Trust Accounts and Ledger Cards
Brokers are often cited for either not having an accurate ledger card or not creating one at all.

Even if your brokerage no longer has its own trust account, Idaho statue Section 54-2044(2) says that ledger cards are required as it assumes the brokerage will “touch” the earnest money, even if it will be delivered directly to and held by a title company. Article 8 of NAR’s Code of Ethics also refers to this, as it requires REALTORS® to keep “special account” of client funds and earnest money.
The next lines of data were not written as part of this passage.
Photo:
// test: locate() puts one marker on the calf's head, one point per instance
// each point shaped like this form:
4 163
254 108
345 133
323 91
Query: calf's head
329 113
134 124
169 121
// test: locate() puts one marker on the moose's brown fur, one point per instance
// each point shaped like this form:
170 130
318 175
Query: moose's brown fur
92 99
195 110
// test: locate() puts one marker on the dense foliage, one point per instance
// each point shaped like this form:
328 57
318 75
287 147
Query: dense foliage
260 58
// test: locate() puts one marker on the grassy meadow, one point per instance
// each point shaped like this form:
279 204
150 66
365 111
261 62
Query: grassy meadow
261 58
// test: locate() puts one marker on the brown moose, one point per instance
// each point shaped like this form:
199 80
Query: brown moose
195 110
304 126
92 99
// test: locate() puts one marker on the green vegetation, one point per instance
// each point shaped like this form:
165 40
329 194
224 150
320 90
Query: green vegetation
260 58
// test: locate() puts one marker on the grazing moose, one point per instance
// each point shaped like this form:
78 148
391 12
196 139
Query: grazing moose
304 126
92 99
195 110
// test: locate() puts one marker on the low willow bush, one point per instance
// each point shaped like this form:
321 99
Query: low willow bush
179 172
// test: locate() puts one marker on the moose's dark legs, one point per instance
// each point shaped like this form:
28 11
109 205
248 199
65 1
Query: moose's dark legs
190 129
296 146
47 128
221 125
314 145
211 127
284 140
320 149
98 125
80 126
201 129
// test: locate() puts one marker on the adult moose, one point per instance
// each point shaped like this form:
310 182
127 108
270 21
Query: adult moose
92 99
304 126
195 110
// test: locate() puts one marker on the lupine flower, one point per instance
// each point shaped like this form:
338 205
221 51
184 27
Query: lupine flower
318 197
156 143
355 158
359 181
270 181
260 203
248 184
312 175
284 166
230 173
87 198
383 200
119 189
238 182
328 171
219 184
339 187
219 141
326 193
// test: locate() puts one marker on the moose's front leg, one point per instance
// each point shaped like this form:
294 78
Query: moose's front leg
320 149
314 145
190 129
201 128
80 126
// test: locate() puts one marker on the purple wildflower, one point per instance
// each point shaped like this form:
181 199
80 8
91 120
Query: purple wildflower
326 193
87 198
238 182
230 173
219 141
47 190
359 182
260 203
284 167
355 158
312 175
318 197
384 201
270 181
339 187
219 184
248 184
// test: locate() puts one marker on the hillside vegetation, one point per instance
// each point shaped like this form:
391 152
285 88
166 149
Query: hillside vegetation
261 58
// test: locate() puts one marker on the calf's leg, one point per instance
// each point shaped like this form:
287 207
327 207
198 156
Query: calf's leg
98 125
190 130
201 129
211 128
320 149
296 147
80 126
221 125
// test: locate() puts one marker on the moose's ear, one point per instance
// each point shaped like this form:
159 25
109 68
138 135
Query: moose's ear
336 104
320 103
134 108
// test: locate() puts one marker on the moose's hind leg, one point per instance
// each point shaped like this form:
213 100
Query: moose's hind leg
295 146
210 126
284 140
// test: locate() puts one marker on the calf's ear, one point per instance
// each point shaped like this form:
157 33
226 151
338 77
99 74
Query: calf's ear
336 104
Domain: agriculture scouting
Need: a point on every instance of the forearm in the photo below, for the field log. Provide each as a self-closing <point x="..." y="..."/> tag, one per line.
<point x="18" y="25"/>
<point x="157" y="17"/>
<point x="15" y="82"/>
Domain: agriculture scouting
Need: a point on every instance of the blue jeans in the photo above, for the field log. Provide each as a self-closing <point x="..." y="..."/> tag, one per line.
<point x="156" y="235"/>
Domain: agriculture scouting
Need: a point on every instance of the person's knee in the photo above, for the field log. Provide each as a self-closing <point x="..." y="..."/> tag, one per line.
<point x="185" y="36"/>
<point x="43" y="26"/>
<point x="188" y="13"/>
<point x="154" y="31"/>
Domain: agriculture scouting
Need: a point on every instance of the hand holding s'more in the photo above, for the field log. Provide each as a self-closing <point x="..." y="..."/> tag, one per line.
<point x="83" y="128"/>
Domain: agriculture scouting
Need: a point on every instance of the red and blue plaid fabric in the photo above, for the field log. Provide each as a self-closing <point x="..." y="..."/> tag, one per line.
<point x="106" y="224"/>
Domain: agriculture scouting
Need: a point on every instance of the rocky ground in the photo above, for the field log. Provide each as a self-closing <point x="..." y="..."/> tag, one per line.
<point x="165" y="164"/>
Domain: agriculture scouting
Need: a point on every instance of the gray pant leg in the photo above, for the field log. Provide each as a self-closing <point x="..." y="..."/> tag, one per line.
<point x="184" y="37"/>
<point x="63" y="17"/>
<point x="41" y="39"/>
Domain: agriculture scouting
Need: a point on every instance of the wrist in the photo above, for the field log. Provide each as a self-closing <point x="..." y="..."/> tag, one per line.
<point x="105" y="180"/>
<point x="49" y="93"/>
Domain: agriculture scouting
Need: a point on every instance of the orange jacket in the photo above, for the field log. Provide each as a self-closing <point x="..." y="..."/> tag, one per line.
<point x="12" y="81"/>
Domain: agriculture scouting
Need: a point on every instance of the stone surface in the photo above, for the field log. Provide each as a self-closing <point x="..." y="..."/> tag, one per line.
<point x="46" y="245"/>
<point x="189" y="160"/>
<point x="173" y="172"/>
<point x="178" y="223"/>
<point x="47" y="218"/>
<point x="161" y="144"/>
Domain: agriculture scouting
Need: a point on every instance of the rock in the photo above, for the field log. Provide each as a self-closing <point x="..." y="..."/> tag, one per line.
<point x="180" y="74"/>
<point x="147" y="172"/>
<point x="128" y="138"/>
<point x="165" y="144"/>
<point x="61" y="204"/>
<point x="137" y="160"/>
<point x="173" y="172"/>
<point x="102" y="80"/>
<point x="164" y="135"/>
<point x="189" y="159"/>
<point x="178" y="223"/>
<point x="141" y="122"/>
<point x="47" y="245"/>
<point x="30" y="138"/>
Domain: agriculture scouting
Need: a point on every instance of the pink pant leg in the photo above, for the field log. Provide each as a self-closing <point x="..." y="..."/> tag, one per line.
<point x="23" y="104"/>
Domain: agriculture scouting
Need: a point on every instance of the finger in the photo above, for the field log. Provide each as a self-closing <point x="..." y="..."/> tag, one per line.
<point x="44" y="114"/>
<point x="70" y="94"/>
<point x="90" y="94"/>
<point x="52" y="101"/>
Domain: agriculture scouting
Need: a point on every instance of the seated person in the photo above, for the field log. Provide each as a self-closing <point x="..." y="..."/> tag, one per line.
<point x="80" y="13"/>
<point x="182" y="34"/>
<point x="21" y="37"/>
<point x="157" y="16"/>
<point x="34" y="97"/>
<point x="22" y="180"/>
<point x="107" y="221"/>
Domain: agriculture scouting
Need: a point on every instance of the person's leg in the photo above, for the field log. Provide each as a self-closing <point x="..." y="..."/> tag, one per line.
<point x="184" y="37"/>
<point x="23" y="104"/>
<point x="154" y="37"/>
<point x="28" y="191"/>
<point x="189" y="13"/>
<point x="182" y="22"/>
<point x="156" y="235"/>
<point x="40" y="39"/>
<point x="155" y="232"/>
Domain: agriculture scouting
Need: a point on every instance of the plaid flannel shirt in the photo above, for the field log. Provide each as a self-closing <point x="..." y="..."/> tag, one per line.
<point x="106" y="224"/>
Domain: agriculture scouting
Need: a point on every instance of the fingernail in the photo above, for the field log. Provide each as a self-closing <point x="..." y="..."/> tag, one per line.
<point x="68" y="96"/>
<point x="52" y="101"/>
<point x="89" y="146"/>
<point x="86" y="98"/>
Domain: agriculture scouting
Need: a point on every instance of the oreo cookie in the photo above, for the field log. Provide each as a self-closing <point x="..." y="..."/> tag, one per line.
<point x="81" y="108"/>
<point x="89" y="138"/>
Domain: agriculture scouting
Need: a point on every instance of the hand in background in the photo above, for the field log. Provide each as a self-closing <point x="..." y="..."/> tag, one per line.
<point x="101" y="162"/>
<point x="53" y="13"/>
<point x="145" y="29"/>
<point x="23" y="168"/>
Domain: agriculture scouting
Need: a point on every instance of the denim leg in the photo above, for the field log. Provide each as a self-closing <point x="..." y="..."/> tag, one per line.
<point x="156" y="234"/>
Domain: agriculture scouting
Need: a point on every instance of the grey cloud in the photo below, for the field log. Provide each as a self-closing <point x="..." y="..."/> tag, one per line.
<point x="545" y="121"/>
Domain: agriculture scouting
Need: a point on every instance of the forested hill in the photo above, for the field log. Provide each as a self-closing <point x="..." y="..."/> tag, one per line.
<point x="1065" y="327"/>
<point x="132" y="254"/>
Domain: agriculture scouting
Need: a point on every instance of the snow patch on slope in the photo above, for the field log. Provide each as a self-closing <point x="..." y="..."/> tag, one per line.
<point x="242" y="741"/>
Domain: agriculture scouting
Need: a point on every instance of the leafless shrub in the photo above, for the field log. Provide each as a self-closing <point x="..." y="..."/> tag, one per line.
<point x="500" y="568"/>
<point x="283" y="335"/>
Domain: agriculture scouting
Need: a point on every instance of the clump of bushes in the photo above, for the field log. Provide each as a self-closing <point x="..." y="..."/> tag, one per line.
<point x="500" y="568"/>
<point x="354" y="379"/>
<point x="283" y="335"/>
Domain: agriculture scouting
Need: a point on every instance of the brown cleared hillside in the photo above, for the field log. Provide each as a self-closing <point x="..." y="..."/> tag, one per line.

The best way to avoid a problem is to track everything; either by creating a ledger card when the broker takes physical possession of any earnest money, or, upon assumption of responsibility for earnest money when the purchase and sales agreement is accepted. The purchase and sales agreement should state how the earnest money will be handled (for example, if the buyer, agent, admin, courier, etc., will deliver it to a title company).

Don’t have a ledger card built? Check out this example from IREC.

Earnest Money Handling and Receipts
Earnest money is another common area for citations, resulting both from handling errors and a lack of receipts.

When deciding who should handle the earnest money, keep in mind that while it may seem easier not to take possession of earnest money, consider whether your buyer will have the same level of urgency as you would to deliver everything on time and as outlined in the purchase and sale agreement. The buyer’s failure to comply with the earnest money deposit terms in the contract may result in cancellation of the contract, loss of earnest money, etc., creating more issues than you were trying to avoid in the first place.

Regardless of who handles the earnest money, you should always get a receipt from the title company (or whichever entity is holding the earnest money) that shows:

  • The date the earnest money was delivered/received;
  • Who delivered the earnest money;
  • Who received the earnest money and their signature;
  • The property the earnest money relates to; and,
  • The amount and type of earnest money received (cash, check, etc.).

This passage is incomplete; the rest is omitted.